One of the reasons I left the GOP was impatience with party rhetoric equating taxes with theft.

It seems to have become a Republican article of faith that it is “immoral” to tax people for the services they receive, let alone for purposes of redistribution (i.e., using tax dollars to help poor folks). Those who work, we are told, should be allowed to retain the fruits of their labor. (I guess it is impertinent to ask what portion of those “fruits” are the result of living in a society that provides roads and bridges on which to ship goods, police protection of social order, courts to enforce contracts, and all the other infrastructure necessary to conduct a trade or business.)

So how do these principled critics of redistribution and “theft” justify the Wisconsin Governor’s attack on public workers—and his effort to take money from them in order to enrich the wealthy?
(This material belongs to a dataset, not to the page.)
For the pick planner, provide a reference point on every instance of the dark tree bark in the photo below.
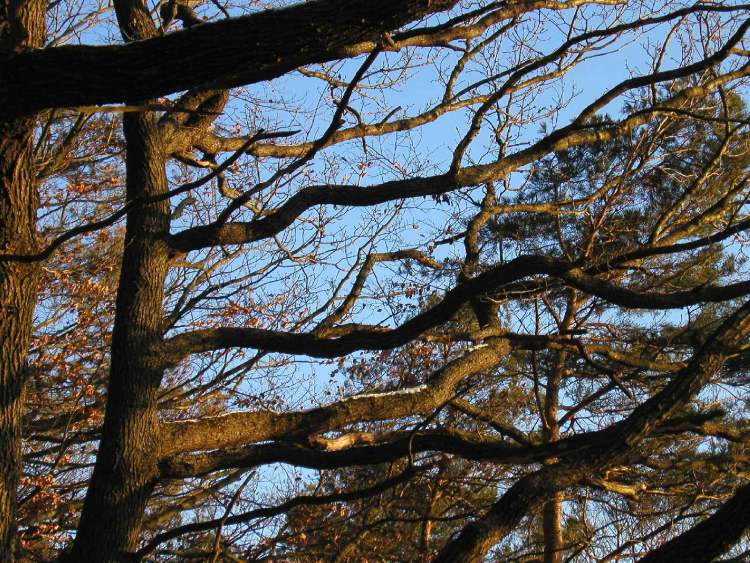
(126, 468)
(21, 27)
(227, 53)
It should be emphasized that public workers in Wisconsin are not responsible for the state’s fiscal problems, and stripping them of their bargaining rights won’t solve those problems. According to reports in the New York Times and elsewhere, the Governor was the one who precipitated the state’s projected $137 million shortfall. Just last month, he and the Republican-controlled legislature gave away $117 million in tax breaks, mostly to businesses and for private health savings accounts.

If it weren’t for those tax breaks, according to the state’s Legislative Fiscal Bureau, the state would have had a surplus.

It’s interesting. Every time someone suggests reversing the Bush tax cuts for the richest 2%—tax cuts that left current rates at their lowest point in fifty years—the GOP screams about “class warfare.” I want to know why it is class warfare when we ask the rich to pay their fair share, but it isn’t class warfare to take money from hardworking public servants to pay for tax breaks for the rich.

I’d also like to know when the party of fiscal responsibility became the party that robs the poor to give to the rich.

I guess redistribution is okay when it’s upward.